On every block there were several homes just like this one. The symbols from the rescuers still graffiti home after home. As I viewed the numerous symbols I tried to remember what it meant. The storm hit on 8-29 and every home was dated with somewhere between 9-14 and 9-24. Their homes weren’t checked for at least 15 days after the storm. Fortunately the number on the bottom on the X was always 0. Which means they did not find anybody dead in that particular home. They all escaped, fortunately.

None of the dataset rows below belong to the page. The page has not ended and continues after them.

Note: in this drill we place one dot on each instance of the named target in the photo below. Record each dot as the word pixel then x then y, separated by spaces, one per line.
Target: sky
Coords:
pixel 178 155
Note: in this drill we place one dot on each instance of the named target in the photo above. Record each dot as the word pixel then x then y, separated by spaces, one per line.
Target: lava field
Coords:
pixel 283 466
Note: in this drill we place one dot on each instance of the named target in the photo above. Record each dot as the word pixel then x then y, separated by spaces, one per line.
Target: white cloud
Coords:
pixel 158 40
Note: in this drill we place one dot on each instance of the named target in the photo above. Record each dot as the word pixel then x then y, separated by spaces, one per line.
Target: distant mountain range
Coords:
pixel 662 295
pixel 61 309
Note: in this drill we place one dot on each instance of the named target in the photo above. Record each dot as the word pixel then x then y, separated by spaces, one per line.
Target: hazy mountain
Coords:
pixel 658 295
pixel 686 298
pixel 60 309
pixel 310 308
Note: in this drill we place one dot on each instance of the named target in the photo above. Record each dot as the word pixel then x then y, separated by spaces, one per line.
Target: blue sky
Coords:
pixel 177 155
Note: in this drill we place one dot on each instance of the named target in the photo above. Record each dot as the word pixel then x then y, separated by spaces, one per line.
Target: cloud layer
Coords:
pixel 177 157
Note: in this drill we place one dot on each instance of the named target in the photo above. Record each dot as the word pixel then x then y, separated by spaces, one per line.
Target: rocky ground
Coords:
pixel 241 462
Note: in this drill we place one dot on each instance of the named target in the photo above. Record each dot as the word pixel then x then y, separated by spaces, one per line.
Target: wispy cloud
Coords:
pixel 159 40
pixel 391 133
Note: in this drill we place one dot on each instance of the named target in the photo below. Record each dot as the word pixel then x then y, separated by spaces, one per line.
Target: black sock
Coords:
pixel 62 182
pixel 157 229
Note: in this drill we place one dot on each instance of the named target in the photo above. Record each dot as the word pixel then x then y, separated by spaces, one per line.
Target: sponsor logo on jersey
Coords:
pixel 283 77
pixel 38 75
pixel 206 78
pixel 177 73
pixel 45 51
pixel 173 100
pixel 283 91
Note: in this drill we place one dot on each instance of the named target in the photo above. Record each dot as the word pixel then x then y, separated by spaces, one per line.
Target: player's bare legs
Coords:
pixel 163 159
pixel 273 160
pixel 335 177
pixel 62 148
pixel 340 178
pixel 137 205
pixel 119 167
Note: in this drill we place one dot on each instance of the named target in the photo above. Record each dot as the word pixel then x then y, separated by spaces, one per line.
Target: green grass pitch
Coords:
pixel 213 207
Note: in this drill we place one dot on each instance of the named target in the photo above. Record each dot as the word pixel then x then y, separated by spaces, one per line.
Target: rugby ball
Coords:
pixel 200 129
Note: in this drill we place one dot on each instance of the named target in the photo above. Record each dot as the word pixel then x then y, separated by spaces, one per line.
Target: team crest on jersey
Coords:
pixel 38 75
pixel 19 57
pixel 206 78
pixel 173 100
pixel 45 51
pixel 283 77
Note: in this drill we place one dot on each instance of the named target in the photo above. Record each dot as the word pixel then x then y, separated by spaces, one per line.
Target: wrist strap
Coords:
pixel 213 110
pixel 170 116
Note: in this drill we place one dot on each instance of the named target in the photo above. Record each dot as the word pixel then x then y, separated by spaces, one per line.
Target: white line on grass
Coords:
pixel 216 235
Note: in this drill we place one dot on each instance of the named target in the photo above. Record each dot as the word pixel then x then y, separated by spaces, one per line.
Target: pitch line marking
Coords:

The news has focused on the lower 9th ward, where there was total devastation and where many of the stranded poor black residents resided. I went through every part of town, rich, poor, large homes, small homes. Every one of them with a rescue squad symbol and a waterline. Each home featured a gray, brown or rust colored line that told the story. The waterline, the point where the flood water settled ranged from 2 feet to about 16 feet. This doesn’t include the 20 to 26 foot surge. Many one story homes had the rescue symbol on the roof indicating that when the home was checked the water was so high they probably checked it by boat. I passed by many two story homes with their first floors engulfed with quickly rising water.
Then there were the holes in the roofs, the attempts to save themselves from the rapidly rising water only to be me stuck in 100 degree without food, water, or a radio to find out what is going on. Even though the French Quarter survived how can you stay in a town with no electricity, no potable water, no police force?
Many people are back in town now. For every home you see untouched, you see at least one with a trailer in front. I even found a block where every home had a trailer in front. You also see numerous “Katrina Villages”, parking lots that have been turned into trailer parks. The trailers are very small, although we joke about them, they could at least give them a double wide. You also see the little red flags marking spaces where trailers are to come but haven’t arrived yet, two years later.
Finally there was light at the end of the tunnel. After passing by Fats Domino’s house we turned the corner to see two blocks of bright pastel rebuilt houses. These houses were a part of Musicians Village. Habitat for Humanity and Harry Connick Jr. started a project where they are building houses for displaced musicians. They get interest free loans and they must put 350 hours of sweat equity into the home. We rounded another corner and there was a family on the porch. They waved and clapped and they were happy to see the tourbus. Their house was in the middle of renovations but I saw three generations of New Orleanians enjoying a nice day in April. This was the end of the tour and I had slipped into a depression. Seeing those people happy with what they had brought tears to my eyes.
My camera battery died early during the tour so the links represent some of the areas where houses are still standing. In many places, whole neighborhoods have been lost. It was probably for the best because I stopped trying to get the best shot and just took it all in.
We rode around for 3 hours and I have no idea how many miles we covered but we covered many. The area impacted was much bigger than I could have ever imagined. I have heard many people talk about how the recovery is going slow. Now that I see that it’s much bigger than what we see on TV, I can’t see how they can go any faster. With so many people not returning, no insurance money for homeownwers to rebuild and no help for displacd renters I understand why it is the way it is. Almost every home in the city has some damage. New Orleans is much bigger than DC but if every home in DC was destroyed I can’t see it all being rebuilt that fast given that there isn’t any precedent for the situation. We didn't have a plan. Whatever plan they did come up with will not make everyone happy because there are always winners and losers. I want to go back soon. One to do more tourist things and volunteer. Everyone needs to see it for themselves because there is no way to understand the magnitude of what happened the day the leeves broke.